Hackathon seeks to crack "Last Mile" access to opportunity
Over the last weekend in February, more than 50 app developers, data experts, and civic hackers came together in Washington, DC, to help address barriers to opportunity in the Baltimore-Washington region. During the “Celebrating the Cities – Hack the Last Mile” hackathon, participants built apps, websites, and data visualizations that shed light on the mobility challenges facing lower-income Baltimore and DC residents.
Acting DOT Under Secretary for Policy Carlos Monje welcomed participants on Friday night, sharing the Department’s vision of the critical role transportation plays in connecting Americans to economic opportunity.
Following his keynote, I joined Stephanie Gidigbi, our Director for Strategic Initiatives; Adam Rogal, head of Uber’s API team; and Zuhairah Washington, Uber’s DC General Manager, for a panel discussion. We explained our goals for the hackathon and encouraged attendees to be creative and solution-oriented as they worked through the weekend developing innovative approaches that might improve access to opportunity.
Winning team Happy Home, from left to right: Martin Folkoff, Shaq Katikala, Kevin Hawkins, Savanna Rovira, Naudy Martinez
On Saturday morning, data experts from DOT, the Department of Housing and Urban Development, and the Census Bureau introduced participants to the open Federal data available for use in their projects. Socrata –a Seattle-based tech company specializing in making data accessible– provided dataset hosting, and Uber’s development team was also on hand to lend assistance.
Then the teams got coding...for 12 straight hours on Saturday and another 6 on Sunday.

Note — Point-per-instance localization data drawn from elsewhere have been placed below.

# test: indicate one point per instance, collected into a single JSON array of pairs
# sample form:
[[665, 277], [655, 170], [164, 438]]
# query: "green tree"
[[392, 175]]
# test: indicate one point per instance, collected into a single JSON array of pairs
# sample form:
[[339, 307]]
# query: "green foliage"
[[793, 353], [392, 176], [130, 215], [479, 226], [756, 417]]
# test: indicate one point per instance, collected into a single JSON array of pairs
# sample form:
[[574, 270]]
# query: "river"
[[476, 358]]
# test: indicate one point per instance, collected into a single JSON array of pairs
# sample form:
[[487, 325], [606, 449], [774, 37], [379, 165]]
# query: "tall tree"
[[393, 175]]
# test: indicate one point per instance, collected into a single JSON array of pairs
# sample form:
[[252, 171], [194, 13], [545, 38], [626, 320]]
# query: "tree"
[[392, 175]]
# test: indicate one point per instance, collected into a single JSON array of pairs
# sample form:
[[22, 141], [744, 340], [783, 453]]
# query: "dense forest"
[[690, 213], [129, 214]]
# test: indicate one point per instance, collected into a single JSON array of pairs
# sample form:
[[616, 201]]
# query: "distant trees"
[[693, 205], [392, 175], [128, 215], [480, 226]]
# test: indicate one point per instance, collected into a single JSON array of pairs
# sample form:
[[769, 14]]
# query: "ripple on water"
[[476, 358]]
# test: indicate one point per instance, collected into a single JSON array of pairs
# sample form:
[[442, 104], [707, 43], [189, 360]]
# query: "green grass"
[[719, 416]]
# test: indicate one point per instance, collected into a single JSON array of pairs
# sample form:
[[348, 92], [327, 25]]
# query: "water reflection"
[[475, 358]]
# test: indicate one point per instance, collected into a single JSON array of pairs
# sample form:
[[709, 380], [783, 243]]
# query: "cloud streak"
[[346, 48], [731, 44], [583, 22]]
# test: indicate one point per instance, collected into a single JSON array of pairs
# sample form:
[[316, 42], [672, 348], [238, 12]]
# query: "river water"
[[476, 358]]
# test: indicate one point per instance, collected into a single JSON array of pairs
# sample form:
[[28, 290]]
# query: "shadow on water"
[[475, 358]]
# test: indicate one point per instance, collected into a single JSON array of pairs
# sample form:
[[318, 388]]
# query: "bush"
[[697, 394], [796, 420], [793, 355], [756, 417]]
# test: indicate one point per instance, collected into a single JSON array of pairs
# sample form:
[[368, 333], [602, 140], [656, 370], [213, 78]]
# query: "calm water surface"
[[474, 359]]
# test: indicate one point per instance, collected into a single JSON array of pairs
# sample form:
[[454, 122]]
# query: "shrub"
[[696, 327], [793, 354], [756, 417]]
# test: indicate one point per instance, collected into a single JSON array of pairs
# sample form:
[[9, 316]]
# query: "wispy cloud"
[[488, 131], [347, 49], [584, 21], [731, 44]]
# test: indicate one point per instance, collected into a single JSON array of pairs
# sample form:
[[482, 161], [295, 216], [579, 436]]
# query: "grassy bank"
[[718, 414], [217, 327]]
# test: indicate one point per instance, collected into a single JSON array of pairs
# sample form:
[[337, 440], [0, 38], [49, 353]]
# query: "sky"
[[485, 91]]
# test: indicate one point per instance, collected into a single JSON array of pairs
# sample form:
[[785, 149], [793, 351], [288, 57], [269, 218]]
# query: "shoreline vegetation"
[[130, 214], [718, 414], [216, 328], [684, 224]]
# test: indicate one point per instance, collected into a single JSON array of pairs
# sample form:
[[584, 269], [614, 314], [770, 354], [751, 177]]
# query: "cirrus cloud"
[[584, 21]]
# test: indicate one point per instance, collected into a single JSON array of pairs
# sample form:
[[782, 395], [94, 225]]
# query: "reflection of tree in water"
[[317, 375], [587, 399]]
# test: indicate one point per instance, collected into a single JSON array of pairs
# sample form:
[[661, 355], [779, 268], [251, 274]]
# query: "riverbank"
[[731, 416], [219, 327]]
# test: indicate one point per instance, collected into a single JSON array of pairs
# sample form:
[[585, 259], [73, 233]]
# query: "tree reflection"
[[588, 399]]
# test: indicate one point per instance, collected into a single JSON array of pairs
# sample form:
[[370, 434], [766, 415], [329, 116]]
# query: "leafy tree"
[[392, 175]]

On Sunday afternoon, the nine teams presented their projects to a panel of judges from Uber and the DC community. One team created a tool to help DC residents find housing within reach of primary medical care facilities. Another team developed an app to help Baltimore residents coordinate carpools on ride sharing services with others in their area heading to similar destinations.
What a Happy Home app webpage might look like
The winning team, Project Happy Home, developed a tool to help DC and Baltimore area residents find affordable rental housing. But, they went beyond a simple monthly rent payment for a much more comprehensive understanding of "affordability." Yes, the team combined housing costs with apartment occupancy; and then they added travel times, the distance between home and destination, and travel costs to help people find housing that truly meets their needs and budgets.
Although Project Happy Home was declared the weekend's winner, we congratulate all nine teams for volunteering their time and talent to help address these critical issues.
In the end, the real winners of this last-mile hackathon –and others like it– will be the individuals, families, and communities searching for better access to opportunity.
Dan Morgan is Chief Data Officer at DOT.